Zoey made her way to Street Dog Hero and is now loved by her family here in Oregon. We hope to give more dogs from the Middle East the second chance that Zoey got.
Limited Resources – The increasing population of street dogs in Latin American countries is alarming and, because of this, most of the dogs we rescue are from this region – more specifically, Mexico. Mexico has the highest number of street dogs in all of Latin America, with more than 18 million countrywide. Stray dogs in Mexico are generally not treated very well and most dogs we encounter there avoid human contact as a result of the abuse they’ve faced in their life on the street.
The primary reason for the staggering number of street dogs in Mexico is that there are little to no resources or access to sterilization services. Without spay and neuter services, dogs are constantly reproducing and new litters of puppies are being born on the street every day. A secondary factor of this overpopulation and the reason why we see such horrible treatment of these dogs is the lack of humane education.
In order to combat both of these factors simultaneously, we work with our Mexican rescue partners to host free spay and neuter clinics in some of the lowest-resourced areas of Mexico. We not only spay and neuter hundreds of dogs (and cats) each day during these clinics to target the root of the issue, but we also focus on educating these communities about why we’re there during these clinics as well. We talk with children, pet owners, and people living among street dogs about the importance of spay/neuter and other standard veterinary care and we show them what wonderful companions dogs can be when given proper care and love.
We also sponsor the creation of murals in these communities demonstrating the human-animal bond and depicting animals as a part of the family rather than pests living on the streets. And, of course, with the help of our rescue partners we rescue as many dogs from the streets of Mexico as possible and find them loving homes where they can experience all the great things in life that they deserve.
While Street Dog Hero has always offered assistance to our local rescue partners in addition to our international partners, we have begun to dedicate more of our resources to local assistance in recent years due to the unprecedented crisis animal shelters and rescues have been facing in the US. Due to the job insecurity, housing instability, staffing challenges, and economic downturn brought on by the pandemic, animal shelters and rescues in the US have faced record-high numbers of animal intakes and record-low numbers of adoptions.
In January of 2022 it was estimated by Best Friends Animal Society that around 100,000 more dogs and cats were in shelters and rescues waiting to be placed into homes than at that time the previous year.
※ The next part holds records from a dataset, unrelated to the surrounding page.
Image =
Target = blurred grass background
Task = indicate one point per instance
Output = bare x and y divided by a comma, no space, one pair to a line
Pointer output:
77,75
And the problem has only grown from there. Many shelters are having to make euthanasia decisions based on space for the first time in decades and dogs especially are being euthanized in numbers we haven’t seen in the US in a very long time. The only way out of this crisis is for everyone to do their part and Street Dog Hero is dedicated to doing ours.
We have increased our intakes from our domestic shelter and rescue partners and we are focused on adding more partners in the areas that have the most need in the US right now such as Texas, California, rural pockets of the Midwest, and Southern states. We will continue to fight for dogs that need us most both internationally and locally.